Streaming log processing

Parse, filter, enrich, and format log lines as a lazy Generator pipeline — you can feed it a multi-gigabyte log file and it only holds a handful of lines in memory at once. Rearrange the stages by reordering the pipeline.

Functions used

The scenario

Process a server log file: parse each line into a structured record, drop the noise (health-checks, static-asset requests), enrich with GeoIP, and output a CSV. The file is too big to file_get_contents(). You want one pass, memory-stable.

A Generator source

$lines = function (string $path) {
    $fh = fopen($path, 'r');
    while (($line = fgets($fh)) !== false) {
        yield trim($line);
    }
    fclose($fh);
};

This yields one line at a time. Nothing is materialised.

Build the pipeline

Every Arrays function in this library accepts an iterable and — for the lazy variants — returns a Generator. Composing them produces one big lazy pipeline.

use PinkCrab\FunctionConstructors\GeneralFunctions as F;
use PinkCrab\FunctionConstructors\Arrays as A;
use PinkCrab\FunctionConstructors\Comparisons as C;

$parse = fn(string $line) => json_decode($line, true) ?? null;

$isNoise = fn(array $r) => in_array($r['path'] ?? '', ['/health', '/metrics'], true)
                       || str_starts_with($r['path'] ?? '', '/assets/');

$enrich = fn(array $r) => $r + ['country' => GeoIp::lookup($r['ip'])];

$pipeline = F\compose(
    A\map($parse),                 // string → array|null
    A\filter(C\not('is_null')),    // drop unparseable lines
    A\filter(C\not($isNoise)),     // drop health-checks / assets
    A\map($enrich)
);

Consume — one line at a time

foreach ($pipeline($lines('/var/log/access.log')) as $record) {
    echo CsvRow::from($record) . "\n";
}

Peak memory: roughly one line’s worth of data, regardless of file size.

Stop early — take elements while a condition holds

Processing only events from today, sorted chronologically?

$todaysCutoff = strtotime('tomorrow');

$firstPageOfToday = F\compose(
    $pipeline,
    A\takeWhile(fn($r) => strtotime($r['time']) < $todaysCutoff),
    A\take(100)                // only the first 100 of today
);

foreach ($firstPageOfToday($lines('/var/log/access.log')) as $r) {
    // ...
}

takeWhile stops pulling from the source as soon as it hits tomorrow’s first line. take(100) caps the output. Neither forces a full file scan.
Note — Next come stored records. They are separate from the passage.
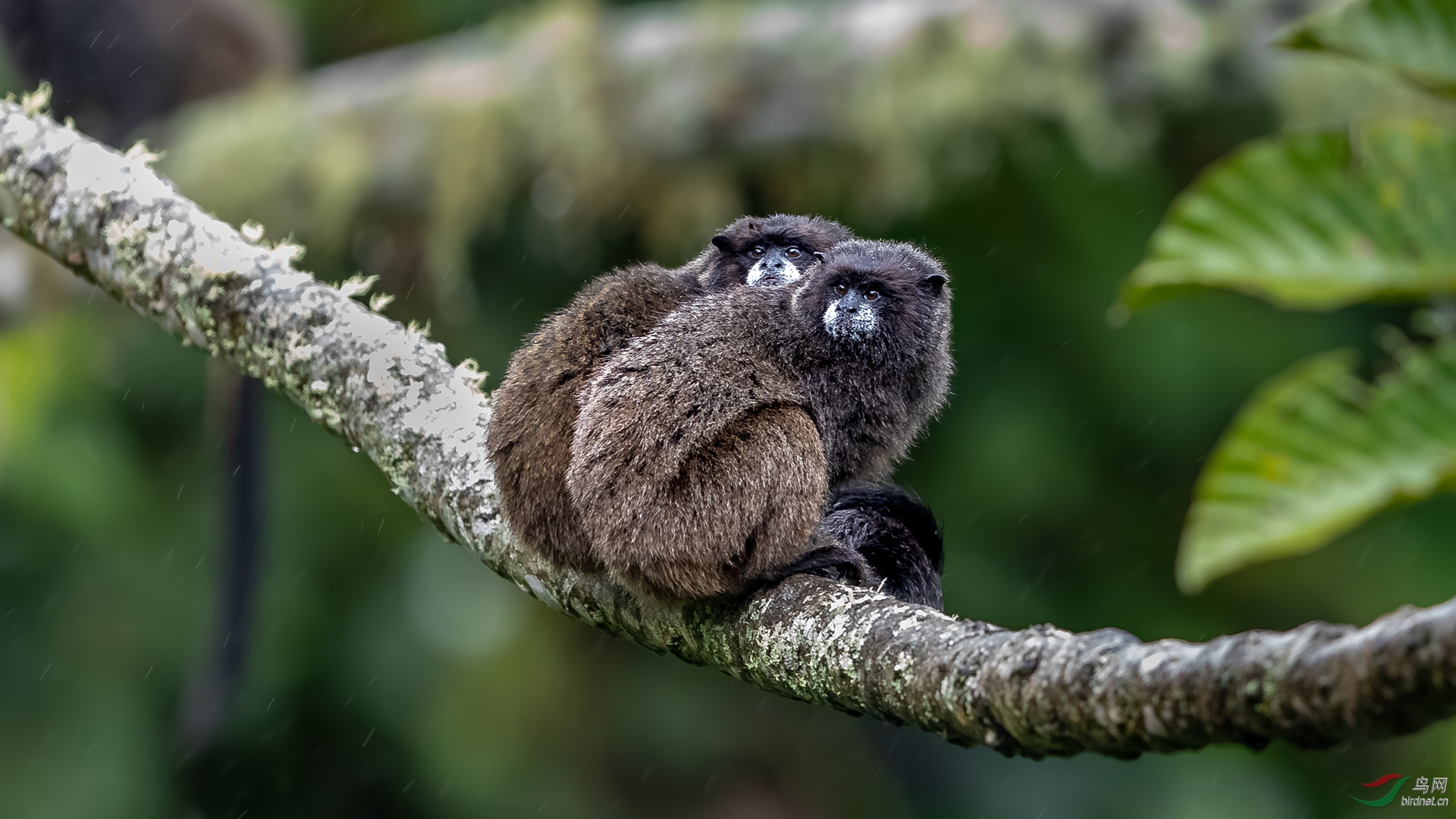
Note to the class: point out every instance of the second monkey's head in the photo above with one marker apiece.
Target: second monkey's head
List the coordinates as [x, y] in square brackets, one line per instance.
[768, 251]
[877, 297]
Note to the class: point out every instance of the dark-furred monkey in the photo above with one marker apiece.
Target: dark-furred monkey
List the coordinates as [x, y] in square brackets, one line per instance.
[536, 405]
[705, 450]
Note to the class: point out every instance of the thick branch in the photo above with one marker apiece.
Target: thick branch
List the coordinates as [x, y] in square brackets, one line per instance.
[392, 393]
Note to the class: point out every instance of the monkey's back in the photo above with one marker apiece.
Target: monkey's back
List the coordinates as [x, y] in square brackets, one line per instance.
[536, 403]
[695, 466]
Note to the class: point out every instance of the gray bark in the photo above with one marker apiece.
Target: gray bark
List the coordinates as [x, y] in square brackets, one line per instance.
[392, 393]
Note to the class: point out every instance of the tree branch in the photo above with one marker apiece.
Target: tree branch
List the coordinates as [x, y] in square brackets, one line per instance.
[394, 394]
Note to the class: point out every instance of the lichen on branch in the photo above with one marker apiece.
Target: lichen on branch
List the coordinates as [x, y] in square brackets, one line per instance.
[392, 393]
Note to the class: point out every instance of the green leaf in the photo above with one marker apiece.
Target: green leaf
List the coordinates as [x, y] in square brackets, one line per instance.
[1316, 451]
[1315, 221]
[1413, 38]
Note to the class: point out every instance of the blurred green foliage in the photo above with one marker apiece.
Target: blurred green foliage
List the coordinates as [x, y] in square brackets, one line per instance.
[1314, 221]
[390, 675]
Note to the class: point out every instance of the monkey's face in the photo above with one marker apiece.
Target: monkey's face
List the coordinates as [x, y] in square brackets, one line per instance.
[770, 251]
[853, 309]
[875, 294]
[762, 260]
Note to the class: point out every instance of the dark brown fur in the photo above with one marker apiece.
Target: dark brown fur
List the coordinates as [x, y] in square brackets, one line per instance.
[536, 403]
[705, 450]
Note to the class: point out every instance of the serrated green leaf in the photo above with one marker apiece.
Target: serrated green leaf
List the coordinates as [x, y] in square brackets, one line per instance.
[1413, 38]
[1312, 221]
[1315, 453]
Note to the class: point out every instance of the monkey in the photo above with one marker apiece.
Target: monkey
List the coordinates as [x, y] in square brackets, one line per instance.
[535, 407]
[705, 450]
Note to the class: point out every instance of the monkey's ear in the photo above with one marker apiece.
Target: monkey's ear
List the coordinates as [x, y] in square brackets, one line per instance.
[935, 283]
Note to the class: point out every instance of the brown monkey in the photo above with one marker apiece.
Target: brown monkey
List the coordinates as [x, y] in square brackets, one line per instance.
[705, 450]
[536, 405]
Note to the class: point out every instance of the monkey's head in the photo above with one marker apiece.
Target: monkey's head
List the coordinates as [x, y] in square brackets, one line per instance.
[769, 251]
[877, 296]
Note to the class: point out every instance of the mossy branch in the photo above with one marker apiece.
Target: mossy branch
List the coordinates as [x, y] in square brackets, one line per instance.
[392, 393]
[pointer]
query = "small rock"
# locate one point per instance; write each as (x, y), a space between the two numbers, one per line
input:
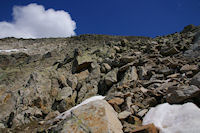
(2, 126)
(142, 112)
(52, 115)
(111, 77)
(72, 81)
(151, 101)
(82, 75)
(123, 115)
(178, 95)
(196, 80)
(169, 51)
(64, 93)
(117, 101)
(135, 108)
(117, 49)
(107, 67)
(127, 59)
(150, 128)
(130, 75)
(188, 67)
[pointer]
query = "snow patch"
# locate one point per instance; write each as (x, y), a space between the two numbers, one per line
(12, 50)
(174, 118)
(68, 112)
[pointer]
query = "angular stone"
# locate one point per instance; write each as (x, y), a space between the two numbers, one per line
(142, 112)
(130, 75)
(196, 80)
(116, 101)
(64, 93)
(169, 51)
(150, 128)
(96, 117)
(72, 81)
(178, 95)
(111, 77)
(123, 115)
(117, 49)
(81, 63)
(127, 59)
(52, 115)
(82, 75)
(188, 67)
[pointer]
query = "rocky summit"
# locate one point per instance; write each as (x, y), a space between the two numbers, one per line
(45, 83)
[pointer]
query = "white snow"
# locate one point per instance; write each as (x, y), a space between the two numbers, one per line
(11, 50)
(68, 112)
(174, 118)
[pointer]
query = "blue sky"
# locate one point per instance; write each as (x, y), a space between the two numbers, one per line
(120, 17)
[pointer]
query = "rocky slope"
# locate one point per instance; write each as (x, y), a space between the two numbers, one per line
(41, 78)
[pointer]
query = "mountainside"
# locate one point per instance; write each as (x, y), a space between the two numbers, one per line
(41, 78)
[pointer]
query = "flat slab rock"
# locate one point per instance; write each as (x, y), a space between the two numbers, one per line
(174, 118)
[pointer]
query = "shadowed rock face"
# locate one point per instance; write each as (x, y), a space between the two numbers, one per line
(44, 76)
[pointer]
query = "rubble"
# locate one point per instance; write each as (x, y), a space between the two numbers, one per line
(133, 73)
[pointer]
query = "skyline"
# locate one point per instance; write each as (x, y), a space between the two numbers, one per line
(127, 18)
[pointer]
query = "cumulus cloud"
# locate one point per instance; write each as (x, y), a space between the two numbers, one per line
(33, 21)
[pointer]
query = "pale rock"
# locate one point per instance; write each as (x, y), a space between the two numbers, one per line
(174, 118)
(64, 93)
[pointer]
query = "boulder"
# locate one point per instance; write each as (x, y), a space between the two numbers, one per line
(96, 117)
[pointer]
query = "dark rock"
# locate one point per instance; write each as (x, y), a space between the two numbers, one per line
(196, 80)
(179, 95)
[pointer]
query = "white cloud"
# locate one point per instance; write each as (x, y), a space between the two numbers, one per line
(33, 21)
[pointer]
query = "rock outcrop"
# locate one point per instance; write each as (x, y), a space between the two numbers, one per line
(42, 78)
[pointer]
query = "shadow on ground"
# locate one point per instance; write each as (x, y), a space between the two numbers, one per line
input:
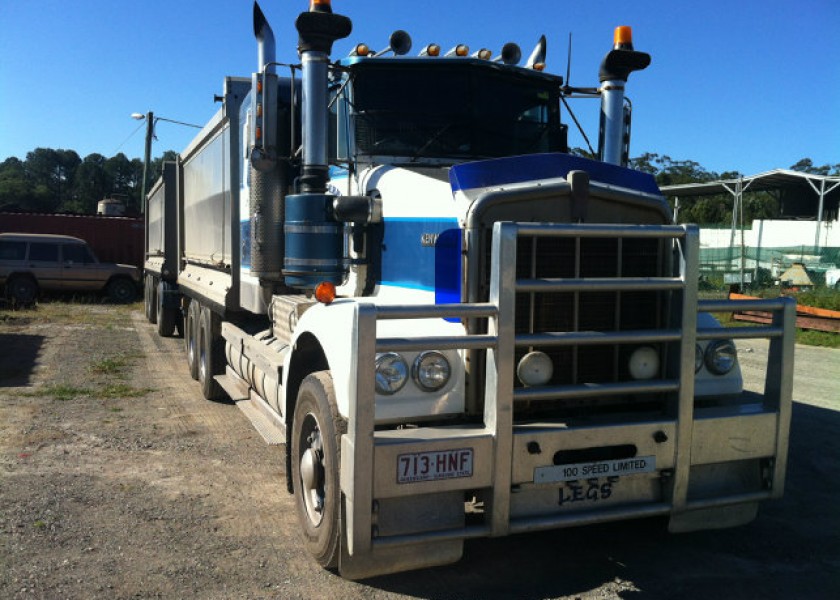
(18, 355)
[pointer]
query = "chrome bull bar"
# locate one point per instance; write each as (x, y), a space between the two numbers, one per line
(500, 342)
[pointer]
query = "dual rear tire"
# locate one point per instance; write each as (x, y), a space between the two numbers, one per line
(205, 349)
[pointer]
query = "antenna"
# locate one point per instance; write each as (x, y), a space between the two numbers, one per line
(569, 61)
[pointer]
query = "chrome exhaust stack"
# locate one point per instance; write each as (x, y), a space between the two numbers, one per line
(614, 132)
(268, 175)
(314, 238)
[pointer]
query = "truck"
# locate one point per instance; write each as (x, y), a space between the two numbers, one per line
(454, 327)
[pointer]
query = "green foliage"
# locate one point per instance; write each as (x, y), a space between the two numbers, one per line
(806, 165)
(705, 210)
(50, 180)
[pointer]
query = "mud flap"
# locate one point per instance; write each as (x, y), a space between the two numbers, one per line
(395, 559)
(713, 518)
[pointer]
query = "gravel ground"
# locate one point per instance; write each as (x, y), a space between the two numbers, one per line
(118, 480)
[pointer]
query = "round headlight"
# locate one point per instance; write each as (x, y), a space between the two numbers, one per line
(644, 363)
(391, 373)
(431, 371)
(535, 368)
(721, 356)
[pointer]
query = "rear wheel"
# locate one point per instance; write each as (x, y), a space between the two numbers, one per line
(152, 300)
(191, 337)
(166, 313)
(316, 446)
(210, 354)
(22, 290)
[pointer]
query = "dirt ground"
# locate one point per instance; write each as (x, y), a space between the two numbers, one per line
(118, 480)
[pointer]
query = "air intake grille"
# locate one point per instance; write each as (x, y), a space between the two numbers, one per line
(604, 311)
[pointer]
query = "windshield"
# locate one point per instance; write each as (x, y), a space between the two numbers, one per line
(458, 112)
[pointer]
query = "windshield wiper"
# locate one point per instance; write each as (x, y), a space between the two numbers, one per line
(431, 141)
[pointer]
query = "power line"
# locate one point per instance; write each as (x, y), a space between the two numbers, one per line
(131, 135)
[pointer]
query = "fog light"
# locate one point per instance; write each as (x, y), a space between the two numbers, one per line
(721, 356)
(431, 371)
(535, 368)
(391, 373)
(644, 363)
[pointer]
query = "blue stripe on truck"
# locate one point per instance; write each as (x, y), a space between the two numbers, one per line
(516, 169)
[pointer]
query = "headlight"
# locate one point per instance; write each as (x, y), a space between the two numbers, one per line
(535, 368)
(391, 373)
(721, 356)
(431, 371)
(644, 363)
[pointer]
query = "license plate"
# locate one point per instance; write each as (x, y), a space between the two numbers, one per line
(604, 468)
(431, 466)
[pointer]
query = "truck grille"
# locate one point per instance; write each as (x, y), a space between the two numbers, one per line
(601, 311)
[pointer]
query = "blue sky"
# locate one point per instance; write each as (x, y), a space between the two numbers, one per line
(738, 85)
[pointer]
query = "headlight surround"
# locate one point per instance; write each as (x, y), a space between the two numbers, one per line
(391, 373)
(431, 371)
(721, 356)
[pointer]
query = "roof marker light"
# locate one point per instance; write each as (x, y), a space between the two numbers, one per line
(320, 6)
(623, 38)
(325, 292)
(459, 50)
(430, 50)
(399, 43)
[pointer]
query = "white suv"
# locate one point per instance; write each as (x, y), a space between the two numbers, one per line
(31, 263)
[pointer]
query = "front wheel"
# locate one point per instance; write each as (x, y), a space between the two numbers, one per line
(316, 456)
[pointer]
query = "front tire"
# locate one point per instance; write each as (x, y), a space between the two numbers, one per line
(316, 456)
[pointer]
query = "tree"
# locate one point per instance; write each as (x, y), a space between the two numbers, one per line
(806, 165)
(91, 185)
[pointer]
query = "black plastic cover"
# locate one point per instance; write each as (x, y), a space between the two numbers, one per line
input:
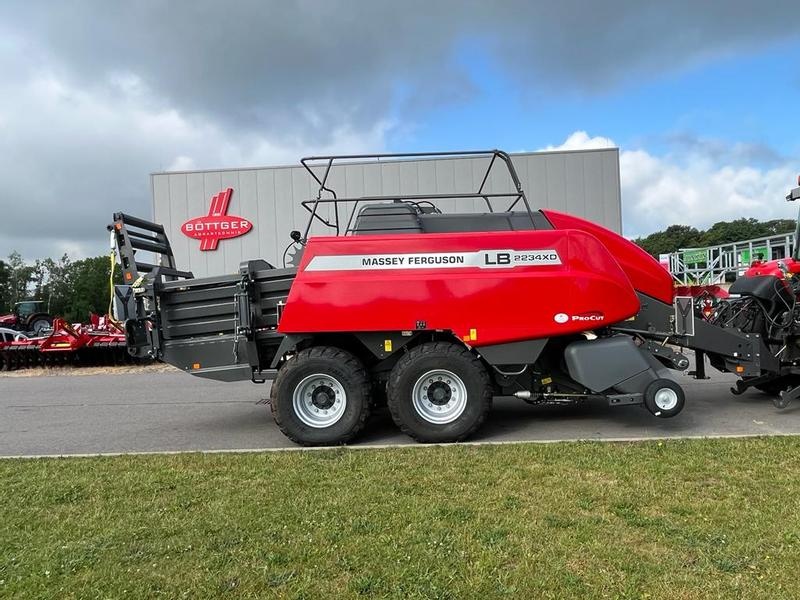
(601, 364)
(769, 288)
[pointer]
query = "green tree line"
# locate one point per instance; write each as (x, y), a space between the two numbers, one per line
(676, 237)
(72, 289)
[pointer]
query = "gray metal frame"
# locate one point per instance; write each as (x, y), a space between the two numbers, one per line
(312, 205)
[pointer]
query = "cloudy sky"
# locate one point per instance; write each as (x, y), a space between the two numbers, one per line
(701, 97)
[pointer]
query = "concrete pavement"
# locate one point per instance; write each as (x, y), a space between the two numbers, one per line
(173, 412)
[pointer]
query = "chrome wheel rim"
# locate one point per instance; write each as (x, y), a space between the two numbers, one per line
(319, 400)
(439, 396)
(666, 399)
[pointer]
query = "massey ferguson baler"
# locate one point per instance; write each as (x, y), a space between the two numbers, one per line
(436, 314)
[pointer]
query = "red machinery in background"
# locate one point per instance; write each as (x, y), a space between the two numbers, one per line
(101, 342)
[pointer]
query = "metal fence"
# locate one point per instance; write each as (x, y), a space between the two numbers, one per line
(717, 264)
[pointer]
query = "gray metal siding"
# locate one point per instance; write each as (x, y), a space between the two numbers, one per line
(585, 183)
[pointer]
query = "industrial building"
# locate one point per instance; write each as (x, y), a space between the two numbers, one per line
(267, 199)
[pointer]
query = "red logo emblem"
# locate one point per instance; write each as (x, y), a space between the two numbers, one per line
(217, 224)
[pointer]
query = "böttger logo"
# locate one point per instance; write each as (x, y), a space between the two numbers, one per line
(217, 224)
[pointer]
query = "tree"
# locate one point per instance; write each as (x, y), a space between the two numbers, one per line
(669, 240)
(5, 292)
(20, 277)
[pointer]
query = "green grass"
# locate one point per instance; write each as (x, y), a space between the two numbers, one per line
(670, 520)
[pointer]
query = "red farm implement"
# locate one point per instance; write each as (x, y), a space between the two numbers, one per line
(101, 342)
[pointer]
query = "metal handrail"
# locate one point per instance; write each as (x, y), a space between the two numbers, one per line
(312, 205)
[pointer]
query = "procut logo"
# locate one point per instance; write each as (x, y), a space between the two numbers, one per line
(592, 316)
(217, 224)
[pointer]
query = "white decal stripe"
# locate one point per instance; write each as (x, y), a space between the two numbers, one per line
(483, 259)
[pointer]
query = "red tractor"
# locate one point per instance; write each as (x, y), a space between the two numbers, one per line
(436, 314)
(29, 317)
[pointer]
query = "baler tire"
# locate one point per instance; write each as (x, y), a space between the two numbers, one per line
(439, 358)
(672, 403)
(340, 366)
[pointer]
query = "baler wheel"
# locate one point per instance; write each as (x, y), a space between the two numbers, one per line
(664, 398)
(321, 397)
(439, 392)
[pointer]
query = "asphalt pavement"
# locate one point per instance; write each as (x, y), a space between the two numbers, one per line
(173, 411)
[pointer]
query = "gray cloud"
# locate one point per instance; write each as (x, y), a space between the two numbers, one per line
(95, 95)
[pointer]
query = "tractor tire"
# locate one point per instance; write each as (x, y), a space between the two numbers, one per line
(664, 398)
(439, 392)
(321, 397)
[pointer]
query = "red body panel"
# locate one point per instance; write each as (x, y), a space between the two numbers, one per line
(645, 273)
(588, 289)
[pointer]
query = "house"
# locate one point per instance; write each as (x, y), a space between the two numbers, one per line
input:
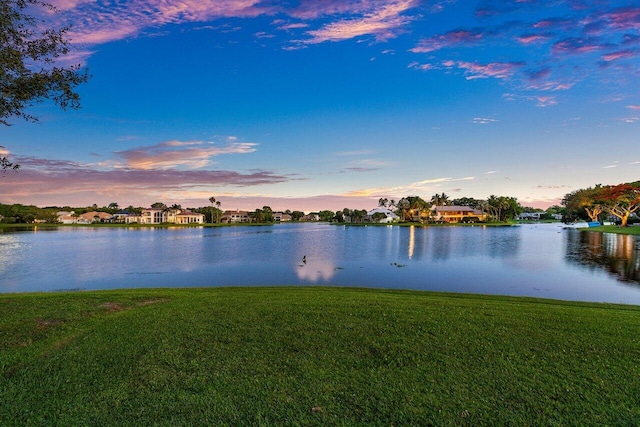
(188, 217)
(154, 216)
(93, 216)
(168, 216)
(457, 214)
(390, 215)
(281, 217)
(531, 216)
(230, 217)
(311, 217)
(120, 216)
(85, 218)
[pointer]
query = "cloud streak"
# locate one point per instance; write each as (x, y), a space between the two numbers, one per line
(383, 23)
(424, 186)
(180, 154)
(62, 182)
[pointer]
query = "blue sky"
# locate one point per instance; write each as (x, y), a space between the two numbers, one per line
(328, 104)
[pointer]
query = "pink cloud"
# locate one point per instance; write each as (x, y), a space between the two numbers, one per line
(575, 45)
(312, 9)
(626, 18)
(623, 54)
(533, 38)
(59, 182)
(172, 154)
(92, 25)
(384, 23)
(287, 27)
(498, 70)
(546, 101)
(452, 38)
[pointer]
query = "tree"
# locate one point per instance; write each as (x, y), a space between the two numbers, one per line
(5, 164)
(502, 208)
(621, 200)
(326, 215)
(378, 216)
(466, 201)
(440, 199)
(267, 214)
(28, 70)
(411, 206)
(402, 208)
(584, 201)
(212, 200)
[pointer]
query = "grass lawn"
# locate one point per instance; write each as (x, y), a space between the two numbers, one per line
(315, 356)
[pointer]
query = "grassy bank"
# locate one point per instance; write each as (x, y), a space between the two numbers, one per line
(314, 356)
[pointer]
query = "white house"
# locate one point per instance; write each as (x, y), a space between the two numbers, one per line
(457, 213)
(390, 216)
(235, 216)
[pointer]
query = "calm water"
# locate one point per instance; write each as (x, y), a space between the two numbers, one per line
(530, 260)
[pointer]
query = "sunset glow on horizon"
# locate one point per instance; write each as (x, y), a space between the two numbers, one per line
(311, 105)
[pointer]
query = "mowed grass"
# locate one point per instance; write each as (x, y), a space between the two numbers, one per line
(315, 356)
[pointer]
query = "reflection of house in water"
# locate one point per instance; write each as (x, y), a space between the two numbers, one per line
(619, 254)
(443, 243)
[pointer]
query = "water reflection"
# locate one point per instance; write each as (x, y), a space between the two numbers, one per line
(525, 260)
(412, 241)
(316, 270)
(618, 254)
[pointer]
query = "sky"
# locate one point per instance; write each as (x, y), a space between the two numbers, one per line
(326, 104)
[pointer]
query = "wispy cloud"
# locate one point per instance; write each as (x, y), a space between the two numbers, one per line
(550, 54)
(419, 187)
(474, 70)
(484, 120)
(180, 154)
(61, 182)
(383, 23)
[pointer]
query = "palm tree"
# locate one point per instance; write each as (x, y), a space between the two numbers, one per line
(212, 200)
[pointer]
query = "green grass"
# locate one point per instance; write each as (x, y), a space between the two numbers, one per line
(315, 356)
(616, 229)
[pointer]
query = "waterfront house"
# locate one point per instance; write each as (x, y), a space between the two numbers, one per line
(390, 216)
(457, 214)
(230, 217)
(281, 217)
(188, 217)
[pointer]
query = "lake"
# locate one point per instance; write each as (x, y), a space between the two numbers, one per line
(541, 260)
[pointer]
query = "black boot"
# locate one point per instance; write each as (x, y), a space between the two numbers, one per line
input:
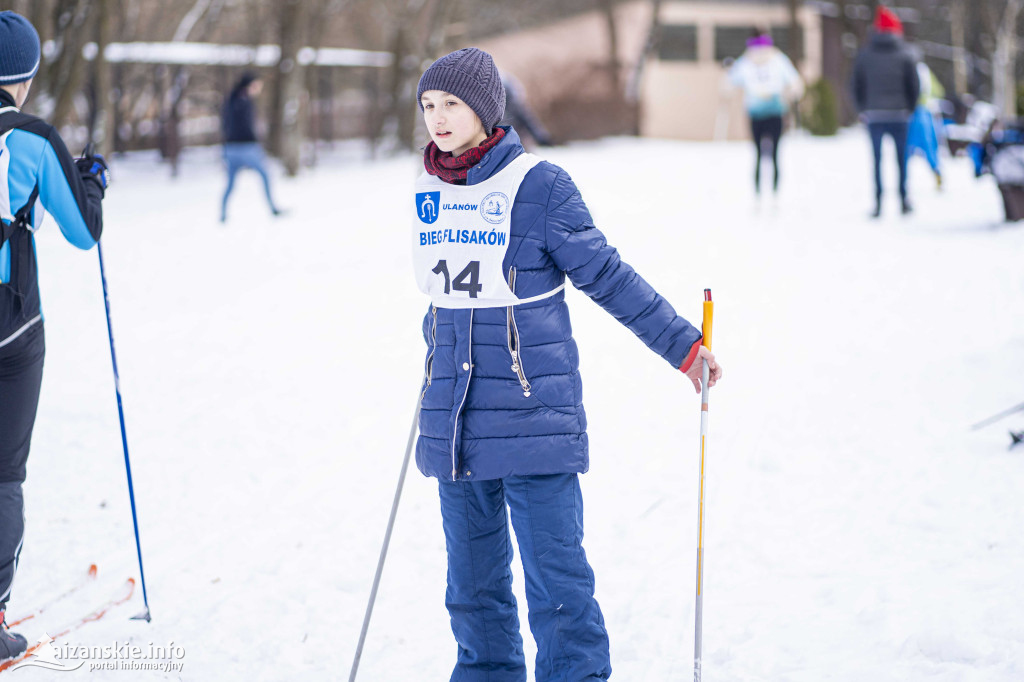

Sprinkle observability without breaking the flow

Drop a sideEffect in to count records, send metrics, or sample logs — the pipeline is unchanged:

$meter = F\sideEffect(fn($r) => Metrics::increment('log.processed'));

$observed = F\compose($pipeline, $meter);

Rearranging the flow

Because each step is a first-class callable, you can reorder or swap parts freely:

// Cheaper: filter BEFORE enriching so we don't do a GeoIP lookup for noise.
$efficient = F\compose(
    A\map($parse),
    A\filter(fn($r) => $r !== null),
    A\filter(fn($r) => ! $isNoise($r)),
    A\map($enrich)              // only runs on what made it through
);

// Or: enrich before filtering, if some filters need enriched data.
$alternate = F\compose(
    A\map($parse),
    A\filter(C\not('is_null')),
    A\map($enrich),
    A\filter(C\not(F\propertyEquals('country', 'RU')))
);

Same steps, different orders, different tradeoffs — no code duplication, no rewrite.